Sal
Wilcox, 31, was born in El Salvador and adopted by a Chambersburg-area
family at age 9. From his Highland Park home, Wilcox is the volunteer
head of Education Innovations, a nonprofit planting a “NatureLAB
Community” garden on Fifth Avenue, Uptown, to help the neighborhood
feed itself (as well as patrons of the Jubilee Kitchen next door).
Education Innovations, whose board includes several adjunct professors
at Wilcox’s alma mater, Duquesne University, is also planning a city
charter school.
How are the gardens coming?
We’ve
built six raised-bed gardens adjacent to Jubilee Kitchen. We plan to
build six more. We plan on putting up greenhouses on the Jubilee site
this fall. In an area [nearby] we hope to be planting a pumpkin patch
in the next few weeks. We hope to plant some corn as well, just to say,
“Hey, we’re here,” with the hope of fully planting it next summer.
People might imagine Jubilee Kitchen patrons grateful to have any sort of meal, let alone fresh vegetables.
Just
because you’re hungry doesn’t mean you have to take what’s offered. You
don’t lose your sense of choice. “Don’t give a homeless person money --
they might go out and buy a beer.” Well, sometimes I want to go out and
buy a beer too. Just because you’re poor doesn’t mean you don’t want to
eat healthy.
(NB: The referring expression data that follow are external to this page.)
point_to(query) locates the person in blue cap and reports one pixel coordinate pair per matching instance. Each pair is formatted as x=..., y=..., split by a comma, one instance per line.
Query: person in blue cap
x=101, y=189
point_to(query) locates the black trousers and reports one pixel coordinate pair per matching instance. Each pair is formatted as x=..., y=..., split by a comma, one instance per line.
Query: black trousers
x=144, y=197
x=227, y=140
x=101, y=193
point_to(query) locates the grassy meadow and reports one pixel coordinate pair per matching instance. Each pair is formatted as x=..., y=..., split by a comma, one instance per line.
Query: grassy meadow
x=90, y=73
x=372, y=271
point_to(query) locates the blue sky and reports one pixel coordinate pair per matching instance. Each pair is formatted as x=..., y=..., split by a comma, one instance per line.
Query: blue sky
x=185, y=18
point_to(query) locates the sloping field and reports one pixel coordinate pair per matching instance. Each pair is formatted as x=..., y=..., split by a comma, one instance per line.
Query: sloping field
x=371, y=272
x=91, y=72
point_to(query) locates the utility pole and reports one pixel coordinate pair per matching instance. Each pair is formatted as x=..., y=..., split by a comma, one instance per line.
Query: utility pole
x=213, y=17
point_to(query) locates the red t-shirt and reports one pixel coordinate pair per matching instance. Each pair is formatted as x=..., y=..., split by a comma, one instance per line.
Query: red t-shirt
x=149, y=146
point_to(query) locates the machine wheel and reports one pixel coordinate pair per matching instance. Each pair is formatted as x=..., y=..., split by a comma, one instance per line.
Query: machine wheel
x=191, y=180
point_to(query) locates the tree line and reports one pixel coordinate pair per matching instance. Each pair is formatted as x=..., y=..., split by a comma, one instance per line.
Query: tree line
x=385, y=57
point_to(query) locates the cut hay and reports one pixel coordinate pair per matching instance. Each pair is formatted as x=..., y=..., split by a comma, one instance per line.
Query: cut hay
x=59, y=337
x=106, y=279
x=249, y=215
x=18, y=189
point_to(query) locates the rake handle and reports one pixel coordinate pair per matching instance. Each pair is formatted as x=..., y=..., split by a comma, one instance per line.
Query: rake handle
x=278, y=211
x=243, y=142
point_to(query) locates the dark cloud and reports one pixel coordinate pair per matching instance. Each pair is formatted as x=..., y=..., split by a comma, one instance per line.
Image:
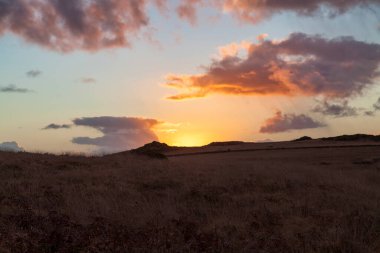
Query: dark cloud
x=336, y=109
x=66, y=25
x=119, y=133
x=299, y=65
x=56, y=126
x=10, y=147
x=88, y=80
x=282, y=123
x=33, y=73
x=13, y=89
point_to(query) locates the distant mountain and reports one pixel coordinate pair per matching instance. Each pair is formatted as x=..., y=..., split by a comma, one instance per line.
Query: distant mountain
x=154, y=149
x=354, y=137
If kids grow up eating vegetables, they’ll want to eat
healthy as adults.
But the garden is also for local residents.
If
we use it for the sake of the community, the community will have a more
vested interest in what happens to it. Let’s come in and do something
with the land and then [people] won’t want to throw garbage over the
fence and litter all over the sidewalk. Also, we want to use gardening
to teach science to neighborhood kids. That site has been used for
community gardens before. But the idea that there can be science
learning behind it is new.
What happened to the previous gardens?
Basically,
longevity wasn’t built into the whole idea. Anywhere you’re trying to
green empty lots in the city, you have to build in sustainability. We
want to take 10 youth from the neighborhood and put them through an
entrepreneurial program [to learn to] market the food grown on the
space. We also want to open up a bistro, a small patio where you can
order a soy dog or a fresh salad and know it only traveled 50 feet. We
also hope to work with some chefs locally where we can use the produce
we grow to market some products, say a salsa or chili sauce, more
locally grown than within the county -- it’s within the city.
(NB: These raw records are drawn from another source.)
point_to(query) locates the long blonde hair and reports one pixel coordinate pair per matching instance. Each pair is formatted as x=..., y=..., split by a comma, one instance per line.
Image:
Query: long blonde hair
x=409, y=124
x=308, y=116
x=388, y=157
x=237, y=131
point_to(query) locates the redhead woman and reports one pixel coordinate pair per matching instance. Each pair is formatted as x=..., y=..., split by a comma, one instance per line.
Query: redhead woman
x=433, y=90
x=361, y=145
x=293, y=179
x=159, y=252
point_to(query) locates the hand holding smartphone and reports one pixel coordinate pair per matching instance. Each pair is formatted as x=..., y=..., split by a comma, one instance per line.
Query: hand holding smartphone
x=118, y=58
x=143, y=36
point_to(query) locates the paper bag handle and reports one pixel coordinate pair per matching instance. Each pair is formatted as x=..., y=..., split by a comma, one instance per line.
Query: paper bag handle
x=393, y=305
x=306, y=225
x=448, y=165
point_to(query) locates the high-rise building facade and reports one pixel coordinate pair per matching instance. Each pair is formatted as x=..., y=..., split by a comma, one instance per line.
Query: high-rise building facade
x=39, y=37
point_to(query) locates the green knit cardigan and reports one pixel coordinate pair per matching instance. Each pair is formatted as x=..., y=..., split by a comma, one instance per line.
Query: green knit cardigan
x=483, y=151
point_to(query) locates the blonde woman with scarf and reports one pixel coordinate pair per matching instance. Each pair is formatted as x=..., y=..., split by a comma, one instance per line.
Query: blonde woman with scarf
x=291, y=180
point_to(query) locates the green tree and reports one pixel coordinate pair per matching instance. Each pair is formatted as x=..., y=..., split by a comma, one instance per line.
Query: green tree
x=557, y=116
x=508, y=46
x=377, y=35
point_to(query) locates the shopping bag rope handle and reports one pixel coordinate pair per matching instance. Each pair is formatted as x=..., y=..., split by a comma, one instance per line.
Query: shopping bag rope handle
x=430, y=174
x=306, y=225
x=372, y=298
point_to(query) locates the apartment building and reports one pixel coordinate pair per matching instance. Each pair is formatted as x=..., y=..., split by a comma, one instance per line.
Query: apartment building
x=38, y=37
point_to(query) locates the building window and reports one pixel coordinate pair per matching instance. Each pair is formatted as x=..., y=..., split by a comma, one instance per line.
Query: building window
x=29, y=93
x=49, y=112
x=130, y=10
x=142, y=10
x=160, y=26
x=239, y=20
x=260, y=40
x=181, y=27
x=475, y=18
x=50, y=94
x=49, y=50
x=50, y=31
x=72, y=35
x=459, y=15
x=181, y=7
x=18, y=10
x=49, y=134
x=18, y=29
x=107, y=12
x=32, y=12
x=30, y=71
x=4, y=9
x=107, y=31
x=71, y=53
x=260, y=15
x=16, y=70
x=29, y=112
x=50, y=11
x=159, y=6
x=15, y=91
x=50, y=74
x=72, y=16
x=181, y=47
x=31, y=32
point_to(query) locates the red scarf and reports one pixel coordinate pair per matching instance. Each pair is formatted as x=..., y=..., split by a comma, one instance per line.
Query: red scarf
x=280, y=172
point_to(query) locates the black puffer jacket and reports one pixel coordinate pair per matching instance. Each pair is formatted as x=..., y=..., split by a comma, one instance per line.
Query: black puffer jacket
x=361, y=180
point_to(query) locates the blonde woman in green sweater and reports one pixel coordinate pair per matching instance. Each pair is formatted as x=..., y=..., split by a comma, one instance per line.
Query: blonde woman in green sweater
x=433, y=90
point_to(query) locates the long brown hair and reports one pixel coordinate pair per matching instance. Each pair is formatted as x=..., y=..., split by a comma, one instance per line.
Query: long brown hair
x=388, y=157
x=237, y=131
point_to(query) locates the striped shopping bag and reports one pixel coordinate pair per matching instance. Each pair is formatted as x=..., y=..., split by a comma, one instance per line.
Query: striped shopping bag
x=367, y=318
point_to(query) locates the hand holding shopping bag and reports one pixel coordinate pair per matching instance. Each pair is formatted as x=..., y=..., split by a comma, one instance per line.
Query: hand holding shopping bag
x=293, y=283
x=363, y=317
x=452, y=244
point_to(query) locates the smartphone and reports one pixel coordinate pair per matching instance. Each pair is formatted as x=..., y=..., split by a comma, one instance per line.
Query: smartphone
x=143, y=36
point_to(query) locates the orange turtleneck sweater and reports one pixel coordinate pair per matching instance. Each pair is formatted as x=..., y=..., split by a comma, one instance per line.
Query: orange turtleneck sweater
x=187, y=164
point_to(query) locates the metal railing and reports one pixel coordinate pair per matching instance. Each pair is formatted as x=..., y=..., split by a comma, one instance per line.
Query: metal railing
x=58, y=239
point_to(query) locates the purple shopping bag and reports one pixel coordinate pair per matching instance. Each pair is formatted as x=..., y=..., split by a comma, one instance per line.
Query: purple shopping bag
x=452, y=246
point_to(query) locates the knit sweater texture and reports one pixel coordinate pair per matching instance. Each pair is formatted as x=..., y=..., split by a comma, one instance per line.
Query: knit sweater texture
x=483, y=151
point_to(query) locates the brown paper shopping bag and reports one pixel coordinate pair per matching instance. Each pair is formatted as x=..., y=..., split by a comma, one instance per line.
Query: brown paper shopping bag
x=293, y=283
Where did you get the idea for the school?
My
brothers and sisters, two of them were adopted with me. I have five
brothers and sisters in El Salvador. My older sister [has] no indoor
plumbing, electricity for part of the day. No car. There was no middle
school or high school. Here I am, having the ability to do what I damn
well please. My brothers and sisters in El Salvador, they’re not any
dumber or smarter than I am, yet they aren’t able to do what they want.
They spend so much time during the day doing what we take for granted
-- my sister has to get up at 5 in the morning and go down to the river
to wash her clothes. It’s the same disparity between a school in the
Hill District and a school in Shadyside. So I see it as a matter of
opportunity. What I don’t see [in Pittsburgh] is a real plan to
concentrate educational resources to the people who need it the most.
And that’s our motivation for the charter school.